C'est de toi ? C'est pas que je le crois pas mais... Je ne te savais pas capable de telles prouesses...
J'aime. Rien d'étonnant à cela, n'est ce pas ? Mais j'aime. Qu'est ce que j'aime ! J'arrête pas de le lire, je le chante même, ce serait joli, chanté, non ? J'aime. Et Buena Vista dessus... Merci mille fois.
Touchée... en plein coeur.

Écrit par : M. | 28 février 2008

Tu avais caché ce talent jusqu'à maintenant.
Y a-t-il d'autres erreurs de jeunesse ? Il est à souhaiter que tu te sois trompé souvent :)

Écrit par : Olivier Autissier | 28 février 2008

Comme quoi une absence me fait passer d'un désert à une île, je développe pas, je pense que tu comprendras.
Je t'embrasse.

Écrit par : Bougrenette | 28 février 2008

y'a de jolis morceaux, ça oui.

Écrit par : manu | 28 février 2008

Très rêveur ! très joli !

il n'y a pas d'erreur, juste des instants de vie qui nous font avancer !! ;)

Écrit par : sev | 28 février 2008

Ce que tu considères comme une erreur donne un bien joli texte ! Plaisir à le lire et le relire

Écrit par : Manue | 28 février 2008

-> à tous(tes) -> Z'êtes bien gentil(le)s et indulgent(e)s. Mais je prends, ça fait toujours du bien. C'est bien de moi, M., j'avais la moitié de mon âge, une petite jeunesse de 21 ans, j'étais mal dans ma peau mais je courais derrière mon ami Menem, dont j'étais éperduement amoureux. Il écrivait et j'écrivais aussi. Mais tu connais cette histoire.
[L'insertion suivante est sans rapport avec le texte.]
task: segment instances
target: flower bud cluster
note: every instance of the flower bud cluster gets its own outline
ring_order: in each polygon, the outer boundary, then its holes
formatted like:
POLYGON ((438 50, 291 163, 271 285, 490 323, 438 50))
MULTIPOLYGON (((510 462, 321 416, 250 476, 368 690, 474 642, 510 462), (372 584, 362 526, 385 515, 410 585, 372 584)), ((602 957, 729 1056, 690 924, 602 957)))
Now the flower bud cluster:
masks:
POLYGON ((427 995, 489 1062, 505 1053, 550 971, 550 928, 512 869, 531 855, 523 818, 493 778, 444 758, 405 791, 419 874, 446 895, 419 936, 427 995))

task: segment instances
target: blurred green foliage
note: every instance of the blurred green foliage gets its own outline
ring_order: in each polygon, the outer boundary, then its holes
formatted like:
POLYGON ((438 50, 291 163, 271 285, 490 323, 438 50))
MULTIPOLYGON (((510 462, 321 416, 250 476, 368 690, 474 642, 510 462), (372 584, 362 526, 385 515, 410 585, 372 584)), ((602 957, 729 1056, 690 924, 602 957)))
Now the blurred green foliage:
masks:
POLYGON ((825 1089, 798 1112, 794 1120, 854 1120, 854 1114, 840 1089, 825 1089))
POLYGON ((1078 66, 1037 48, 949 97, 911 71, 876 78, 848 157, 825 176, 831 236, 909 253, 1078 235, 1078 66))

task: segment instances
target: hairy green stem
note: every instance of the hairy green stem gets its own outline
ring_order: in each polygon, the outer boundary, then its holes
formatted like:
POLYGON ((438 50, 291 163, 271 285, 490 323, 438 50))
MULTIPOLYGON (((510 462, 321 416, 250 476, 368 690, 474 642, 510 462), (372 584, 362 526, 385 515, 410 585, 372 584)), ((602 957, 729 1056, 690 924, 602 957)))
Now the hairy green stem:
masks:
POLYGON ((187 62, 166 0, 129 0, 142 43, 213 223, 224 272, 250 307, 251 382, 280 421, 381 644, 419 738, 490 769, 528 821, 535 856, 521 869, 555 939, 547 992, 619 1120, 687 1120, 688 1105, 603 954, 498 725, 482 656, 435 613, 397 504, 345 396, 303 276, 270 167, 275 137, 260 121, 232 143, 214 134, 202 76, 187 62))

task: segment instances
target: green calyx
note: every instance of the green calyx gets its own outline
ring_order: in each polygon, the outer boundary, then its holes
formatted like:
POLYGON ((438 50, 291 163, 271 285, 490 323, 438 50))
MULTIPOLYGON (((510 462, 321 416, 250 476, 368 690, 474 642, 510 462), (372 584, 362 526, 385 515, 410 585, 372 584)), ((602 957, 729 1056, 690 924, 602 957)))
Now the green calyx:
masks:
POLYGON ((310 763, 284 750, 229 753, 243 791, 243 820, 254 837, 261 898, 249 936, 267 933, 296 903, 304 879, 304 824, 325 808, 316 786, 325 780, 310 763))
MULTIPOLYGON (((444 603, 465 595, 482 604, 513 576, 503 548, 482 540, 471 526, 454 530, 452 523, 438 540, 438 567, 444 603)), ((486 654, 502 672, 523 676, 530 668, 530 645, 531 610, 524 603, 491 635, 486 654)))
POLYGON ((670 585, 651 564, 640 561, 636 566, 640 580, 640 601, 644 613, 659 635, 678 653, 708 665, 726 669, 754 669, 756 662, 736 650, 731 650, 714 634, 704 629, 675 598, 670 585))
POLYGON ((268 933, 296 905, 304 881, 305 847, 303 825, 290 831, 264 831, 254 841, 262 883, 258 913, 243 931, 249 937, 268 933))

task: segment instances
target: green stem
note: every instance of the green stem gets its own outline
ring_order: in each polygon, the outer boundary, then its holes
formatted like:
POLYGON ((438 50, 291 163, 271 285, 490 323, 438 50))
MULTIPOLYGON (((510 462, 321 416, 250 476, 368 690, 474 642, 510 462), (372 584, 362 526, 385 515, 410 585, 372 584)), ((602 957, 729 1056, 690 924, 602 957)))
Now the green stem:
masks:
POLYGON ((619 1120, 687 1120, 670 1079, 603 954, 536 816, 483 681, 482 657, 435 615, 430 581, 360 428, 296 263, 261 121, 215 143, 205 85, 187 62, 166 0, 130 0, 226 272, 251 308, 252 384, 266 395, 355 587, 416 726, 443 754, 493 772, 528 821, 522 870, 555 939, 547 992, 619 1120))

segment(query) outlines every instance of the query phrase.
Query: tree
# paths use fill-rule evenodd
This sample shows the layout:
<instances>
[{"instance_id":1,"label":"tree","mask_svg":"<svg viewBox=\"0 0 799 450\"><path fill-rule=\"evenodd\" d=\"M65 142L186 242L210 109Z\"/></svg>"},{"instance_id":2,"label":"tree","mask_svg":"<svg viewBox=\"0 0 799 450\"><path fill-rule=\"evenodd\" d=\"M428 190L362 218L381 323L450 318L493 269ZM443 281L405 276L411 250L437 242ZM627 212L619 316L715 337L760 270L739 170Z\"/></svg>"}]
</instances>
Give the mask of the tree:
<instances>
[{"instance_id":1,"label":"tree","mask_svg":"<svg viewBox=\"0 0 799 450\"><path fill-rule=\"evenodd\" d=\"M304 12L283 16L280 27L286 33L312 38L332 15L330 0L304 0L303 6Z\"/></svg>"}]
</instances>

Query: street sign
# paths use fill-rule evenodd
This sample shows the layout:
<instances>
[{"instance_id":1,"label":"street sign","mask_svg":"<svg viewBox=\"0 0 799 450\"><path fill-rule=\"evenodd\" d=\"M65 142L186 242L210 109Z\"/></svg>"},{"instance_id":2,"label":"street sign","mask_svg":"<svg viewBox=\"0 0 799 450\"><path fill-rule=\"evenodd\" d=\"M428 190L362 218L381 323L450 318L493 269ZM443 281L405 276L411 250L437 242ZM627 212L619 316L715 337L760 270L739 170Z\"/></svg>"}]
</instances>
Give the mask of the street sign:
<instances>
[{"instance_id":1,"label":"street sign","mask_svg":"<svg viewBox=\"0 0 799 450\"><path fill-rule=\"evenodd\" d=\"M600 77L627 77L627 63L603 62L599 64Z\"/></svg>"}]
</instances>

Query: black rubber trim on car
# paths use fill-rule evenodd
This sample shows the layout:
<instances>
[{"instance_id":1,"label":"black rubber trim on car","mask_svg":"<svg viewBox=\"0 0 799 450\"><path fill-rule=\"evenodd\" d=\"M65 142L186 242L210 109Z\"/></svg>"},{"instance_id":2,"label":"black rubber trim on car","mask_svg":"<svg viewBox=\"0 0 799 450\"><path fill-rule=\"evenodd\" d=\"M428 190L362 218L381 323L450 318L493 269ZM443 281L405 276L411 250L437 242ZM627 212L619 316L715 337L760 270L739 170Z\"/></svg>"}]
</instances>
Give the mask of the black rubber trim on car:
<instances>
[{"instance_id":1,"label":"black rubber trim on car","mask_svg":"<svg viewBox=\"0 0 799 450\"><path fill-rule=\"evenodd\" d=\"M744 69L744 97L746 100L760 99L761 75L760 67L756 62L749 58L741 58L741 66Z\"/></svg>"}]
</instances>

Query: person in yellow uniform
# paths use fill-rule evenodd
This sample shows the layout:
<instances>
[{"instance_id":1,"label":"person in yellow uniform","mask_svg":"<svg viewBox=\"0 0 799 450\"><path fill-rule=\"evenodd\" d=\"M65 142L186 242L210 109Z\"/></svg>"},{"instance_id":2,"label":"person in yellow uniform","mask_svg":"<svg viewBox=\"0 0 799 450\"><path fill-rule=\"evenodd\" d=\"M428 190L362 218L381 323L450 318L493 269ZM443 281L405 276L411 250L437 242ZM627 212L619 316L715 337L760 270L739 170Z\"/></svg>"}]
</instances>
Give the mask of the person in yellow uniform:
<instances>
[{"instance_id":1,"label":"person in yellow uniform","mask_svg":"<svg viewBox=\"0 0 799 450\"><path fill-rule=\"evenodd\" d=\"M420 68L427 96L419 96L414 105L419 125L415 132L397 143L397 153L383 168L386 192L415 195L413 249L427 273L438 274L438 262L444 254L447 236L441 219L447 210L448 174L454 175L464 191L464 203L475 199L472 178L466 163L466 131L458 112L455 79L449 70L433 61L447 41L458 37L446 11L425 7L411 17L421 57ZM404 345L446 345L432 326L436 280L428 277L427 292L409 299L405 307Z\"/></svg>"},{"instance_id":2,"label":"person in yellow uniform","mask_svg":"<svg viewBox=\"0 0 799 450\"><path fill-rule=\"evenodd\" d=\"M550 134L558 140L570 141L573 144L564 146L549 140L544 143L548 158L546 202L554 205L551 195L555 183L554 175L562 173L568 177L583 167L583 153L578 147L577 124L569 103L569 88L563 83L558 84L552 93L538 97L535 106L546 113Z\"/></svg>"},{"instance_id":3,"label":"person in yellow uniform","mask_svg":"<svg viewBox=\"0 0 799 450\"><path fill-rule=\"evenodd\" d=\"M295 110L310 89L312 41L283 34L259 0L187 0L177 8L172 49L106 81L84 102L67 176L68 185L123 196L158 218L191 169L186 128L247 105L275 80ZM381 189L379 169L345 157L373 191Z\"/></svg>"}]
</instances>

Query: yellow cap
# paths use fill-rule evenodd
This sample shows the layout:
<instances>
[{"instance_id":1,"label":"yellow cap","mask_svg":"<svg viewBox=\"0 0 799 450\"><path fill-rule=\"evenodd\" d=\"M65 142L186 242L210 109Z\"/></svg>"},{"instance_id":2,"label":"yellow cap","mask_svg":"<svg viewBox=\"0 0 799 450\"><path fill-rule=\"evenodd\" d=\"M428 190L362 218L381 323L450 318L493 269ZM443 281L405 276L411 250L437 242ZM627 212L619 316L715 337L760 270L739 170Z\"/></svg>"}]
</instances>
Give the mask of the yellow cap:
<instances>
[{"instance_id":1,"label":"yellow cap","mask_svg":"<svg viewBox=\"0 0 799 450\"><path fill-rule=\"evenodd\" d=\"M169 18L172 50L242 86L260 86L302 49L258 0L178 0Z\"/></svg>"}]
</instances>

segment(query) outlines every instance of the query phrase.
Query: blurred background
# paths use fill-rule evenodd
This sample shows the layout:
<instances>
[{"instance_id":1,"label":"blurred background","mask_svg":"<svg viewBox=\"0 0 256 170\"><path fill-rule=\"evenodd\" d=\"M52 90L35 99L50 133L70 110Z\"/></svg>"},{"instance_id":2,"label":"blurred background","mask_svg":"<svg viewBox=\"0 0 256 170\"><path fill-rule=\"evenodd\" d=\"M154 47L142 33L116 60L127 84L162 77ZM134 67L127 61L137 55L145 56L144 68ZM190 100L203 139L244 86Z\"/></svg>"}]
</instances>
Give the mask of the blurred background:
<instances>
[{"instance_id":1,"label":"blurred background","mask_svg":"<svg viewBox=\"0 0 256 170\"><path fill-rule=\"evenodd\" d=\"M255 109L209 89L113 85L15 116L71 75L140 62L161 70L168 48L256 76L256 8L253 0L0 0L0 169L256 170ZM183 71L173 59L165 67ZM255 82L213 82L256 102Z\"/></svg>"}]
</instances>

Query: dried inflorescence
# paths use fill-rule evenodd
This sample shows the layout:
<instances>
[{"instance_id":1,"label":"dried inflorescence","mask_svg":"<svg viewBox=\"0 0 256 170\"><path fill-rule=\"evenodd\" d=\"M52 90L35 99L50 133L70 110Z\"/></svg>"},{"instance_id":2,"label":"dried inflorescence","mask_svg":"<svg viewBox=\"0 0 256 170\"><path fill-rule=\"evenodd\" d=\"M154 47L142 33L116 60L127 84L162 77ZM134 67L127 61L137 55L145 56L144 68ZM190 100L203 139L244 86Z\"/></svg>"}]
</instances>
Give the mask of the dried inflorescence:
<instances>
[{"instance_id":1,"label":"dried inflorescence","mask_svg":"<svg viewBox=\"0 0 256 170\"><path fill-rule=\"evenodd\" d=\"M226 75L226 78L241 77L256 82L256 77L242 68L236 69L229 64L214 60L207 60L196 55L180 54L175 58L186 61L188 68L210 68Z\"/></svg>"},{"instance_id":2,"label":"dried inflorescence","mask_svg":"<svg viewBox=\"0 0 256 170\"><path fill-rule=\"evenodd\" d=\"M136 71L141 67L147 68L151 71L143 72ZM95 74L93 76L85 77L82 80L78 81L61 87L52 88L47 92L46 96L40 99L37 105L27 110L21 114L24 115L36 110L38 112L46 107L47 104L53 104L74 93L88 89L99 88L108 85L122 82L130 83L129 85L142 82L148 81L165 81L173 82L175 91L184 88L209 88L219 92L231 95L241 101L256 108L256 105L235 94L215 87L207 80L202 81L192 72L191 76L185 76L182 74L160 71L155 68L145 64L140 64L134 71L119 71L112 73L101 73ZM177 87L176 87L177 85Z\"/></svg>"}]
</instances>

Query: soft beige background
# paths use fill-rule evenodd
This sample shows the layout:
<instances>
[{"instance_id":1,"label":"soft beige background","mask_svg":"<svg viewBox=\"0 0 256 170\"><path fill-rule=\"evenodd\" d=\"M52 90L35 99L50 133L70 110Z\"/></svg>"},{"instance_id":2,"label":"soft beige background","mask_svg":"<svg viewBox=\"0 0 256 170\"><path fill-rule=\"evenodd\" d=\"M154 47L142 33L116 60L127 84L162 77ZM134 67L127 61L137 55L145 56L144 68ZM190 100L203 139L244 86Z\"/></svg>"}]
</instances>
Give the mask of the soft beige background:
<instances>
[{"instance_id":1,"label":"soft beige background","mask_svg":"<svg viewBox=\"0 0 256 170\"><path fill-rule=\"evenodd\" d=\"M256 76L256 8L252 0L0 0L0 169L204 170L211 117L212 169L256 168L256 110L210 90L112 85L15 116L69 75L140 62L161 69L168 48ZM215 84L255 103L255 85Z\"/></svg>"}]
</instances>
De tout ce que j'ai écrit, il n'y a pas beaucoup de choses "montrables". Il y a ça, un des rares poèmes qu'à la relecture j'ai trouvé acceptable... Y'a eu beaucoup d'autres "erreurs", mais elles ne sortiront pas du carton. Malgré tous mes efforts pour m'en départir, il doit me rester un peu d'orgueil...

Écrit par : Oh!91 alias entre2eaux | 28 février 2008

"Comme au nid le reptile
J'emplis ton sanctuaire
Et le sillon fertile
Par où tu devins mère"

Waouh ! C'est chaud comme la braise !
;)
(nan sérieux, je dis des conneries, mais c'est absolument magnifique ... beaucoup d'eau dans ton imaginaire, déjà ...)

Écrit par : Fiso | 29 février 2008

Avril 86... je faisais mon service militaire à Orly... j'étais bien loin de l'ïle en question...
IL est très beau, plein de rythme et de fraîcheur ton poème. Bravo, bisou

Écrit par : lancelot | 29 février 2008

-> Fiso -> Bien vu, l'eau est déjà là, étrange, hein ? Ton commentaire me fait plaisir ;
-> lancelot -> merci, tu sais comme chaque regard de toi compte.